文章校正ツールとは、誤字脱字や文法の間違い、不自然な日本語表現などをチェックしてくれるサービスです。
自分では気づかない間違いを指摘してくれたり、人の目で見るより圧倒的に早くできたりと、文章の精度を上げるには便利なツールです。

本記事では、文章校正に特化した機能を持つAIツールの使い勝手をレポートします。

以下の点を重視してツールを5つ選びました。

  • 無料で利用できる
  • ブラウザ上で手軽に利用できる

対象のテキストを貼りつけて開始ボタンをクリックすれば、すぐに校正結果を提示してくれる、ブラウザ上ですぐに始められるツールに絞って選んでいます。

文章校正ツール5選
1回の文字数制限ユーザー登録有料版の有無辞書登録機能
(表記ゆれ)
チョイミテーナ5,000文字不要なし
(その他のツールは有料版あり)
なし
Shodo(ショドー)週に4,000文字
(有料版は42,000文字)
必要ありなし
(有料版はあり)
IWI日本語校正ツール1,000文字
(有料版は100,000文字)
不要ありなし
(有料版はあり)
文章校正AI2,000文字
(有料版は無制限)
不要ありなし
enno(えんの)最大8,000文字程度不要なしなし

本記事では無料版の使い勝手を紹介していますが、有料プランがあるものもあります。

いきなり有料プランを導入するのはハードルが高いでしょうから、まずは無料版を試した後に、有料版を検討する方が得策かと思います。

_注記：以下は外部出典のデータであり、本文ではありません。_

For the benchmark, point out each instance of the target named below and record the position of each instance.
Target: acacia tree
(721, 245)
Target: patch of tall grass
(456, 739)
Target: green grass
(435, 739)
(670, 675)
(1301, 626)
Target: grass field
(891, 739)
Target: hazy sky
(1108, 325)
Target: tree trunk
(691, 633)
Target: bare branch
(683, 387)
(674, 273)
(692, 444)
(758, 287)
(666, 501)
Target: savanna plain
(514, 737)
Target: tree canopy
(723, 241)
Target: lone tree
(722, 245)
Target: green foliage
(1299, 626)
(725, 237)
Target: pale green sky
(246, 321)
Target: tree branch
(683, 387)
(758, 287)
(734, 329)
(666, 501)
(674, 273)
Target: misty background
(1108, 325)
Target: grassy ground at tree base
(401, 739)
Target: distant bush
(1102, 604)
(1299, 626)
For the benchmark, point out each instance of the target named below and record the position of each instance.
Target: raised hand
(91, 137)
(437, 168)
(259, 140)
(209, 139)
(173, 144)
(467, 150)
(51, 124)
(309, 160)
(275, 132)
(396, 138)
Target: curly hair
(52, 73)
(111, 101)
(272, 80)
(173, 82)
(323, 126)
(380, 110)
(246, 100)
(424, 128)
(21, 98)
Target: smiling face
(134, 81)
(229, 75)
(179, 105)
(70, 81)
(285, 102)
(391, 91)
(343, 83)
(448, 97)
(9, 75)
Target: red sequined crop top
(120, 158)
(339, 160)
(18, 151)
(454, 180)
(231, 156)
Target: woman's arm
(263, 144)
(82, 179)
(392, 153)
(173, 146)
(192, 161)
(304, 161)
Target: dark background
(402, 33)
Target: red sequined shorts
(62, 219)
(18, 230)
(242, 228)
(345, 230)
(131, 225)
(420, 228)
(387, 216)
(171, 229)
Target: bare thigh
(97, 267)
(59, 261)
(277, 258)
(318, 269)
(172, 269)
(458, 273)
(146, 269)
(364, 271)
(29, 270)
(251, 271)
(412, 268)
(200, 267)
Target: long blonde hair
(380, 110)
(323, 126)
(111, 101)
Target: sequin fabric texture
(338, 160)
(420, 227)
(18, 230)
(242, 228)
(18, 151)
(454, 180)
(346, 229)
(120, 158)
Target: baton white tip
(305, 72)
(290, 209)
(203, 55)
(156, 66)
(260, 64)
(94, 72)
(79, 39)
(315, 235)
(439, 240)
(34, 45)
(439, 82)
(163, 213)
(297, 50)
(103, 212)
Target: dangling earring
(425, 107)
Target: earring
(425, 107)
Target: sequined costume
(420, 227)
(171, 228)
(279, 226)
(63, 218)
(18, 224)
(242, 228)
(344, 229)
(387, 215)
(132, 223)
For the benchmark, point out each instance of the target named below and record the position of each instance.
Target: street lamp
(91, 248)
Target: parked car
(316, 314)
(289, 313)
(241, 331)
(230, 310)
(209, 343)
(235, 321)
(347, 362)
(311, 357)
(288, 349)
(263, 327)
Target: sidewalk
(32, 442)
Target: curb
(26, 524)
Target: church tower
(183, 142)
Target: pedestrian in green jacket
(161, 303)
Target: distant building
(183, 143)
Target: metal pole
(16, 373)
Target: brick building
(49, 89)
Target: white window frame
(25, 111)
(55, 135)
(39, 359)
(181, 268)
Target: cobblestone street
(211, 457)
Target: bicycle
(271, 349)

※本記事は、2025年4月の情報をもとに執筆しています。AIツールは日々進化していますので、使用の際は最新情報を確認してください。

文章校正ツールの検証方法

何となくツールを使ってみただけでは、ツールの特性を把握できないので、文章の間違いを仕込んだ例文を用意して、それぞれの精度を確認しました。

例文に仕込んだ間違い
項目詳細×(間違い)〇(正解)
誤字脱字漢字間違い置きている起きている
同音異義語内蔵内臓
送り仮名感る感じる
日本語の誤用ら抜き言葉見れます見られます
敬語の誤用ご利用できますご利用になれます
固有名詞看護婦看護師
表記ゆれ漢字とひらがなかた
送り仮名の違いお問合せお問い合わせ
略称と全称サプリサプリメント
不適切な表現誇大表現飲むだけで疲労がなくなる必ずとは言えないので表現が不適切
根拠の提示日本で唯一の何の調査による「唯一」なのか根拠が必要
文章の読みやすさ主語述語のねじれこのサプリメントは~サプリメントです。主語と述語が対応していない
文末の重複文末「~ます。」が3回以上繰り返し「ます」が連続すると文章のリズムが悪い

(ツールの善し悪しを決めるものではありませんので例文は掲載していません)

これらの間違いをどこまでチェックしてくれるのか確認しつつ、使い勝手を検証しました。

本格的に校正を学びたい、という方は以下の記事も参考にしてください。

チョイミテーナ

チョイミテーナは、AIによる動画の音声翻訳、文字起こし、テキスト読み上げなどをオンライン上で行えるAIツールです。
日本語の文章校正も機能として実装されています。

ありがたいことに文章校正ツールは、無料で使用できて利用制限などもありません。
(音声の文字起こし機能や翻訳機能は有料です)

チョイミテーナ使ってみた

校正結果はこちら。

上段に指摘箇所がハイライト処理されます。

下段に間違いの深刻度が高い順にピンク、イエロー、グリーン、ブルーで表示され、指摘内容や用語の言い換え提案などが提示されます。

校正結果
項目校正結果
誤字脱字×
日本語の誤用
表記ゆれ×
不適切な表現×
文章の読みやすさ×

(全問正解〇 一問以上正解△ 指摘なし×)

チョイミテーナの特徴

  • ら抜き言葉や敬語の誤用など、日本語の誤用は全問正解でした。精度が高いです。
  • チョイミテーナの特徴は読み上げ機能があること。音声を聞きながら自分で校正すると、間違いを拾う確率はグッと上がります。
    音声で誤字脱字などがあると、明らかにおかしな文章になるので一発で気がつきます。(同音異義語の間違いはノーチャンスなので注意が必要)
    ただし、無料で音声読み上げを利用できるのは30文字までです。
校正マニュアルダウンロード

Shodo(ショドー)

Shodoは、AIによる執筆・校正に特化したクラウド型のツールです。

記事やプレスリリースなど、ライティング向けに開発されているので、作業の工程管理や複数人での相互レビューなど、ライター業務の方には便利なツールです。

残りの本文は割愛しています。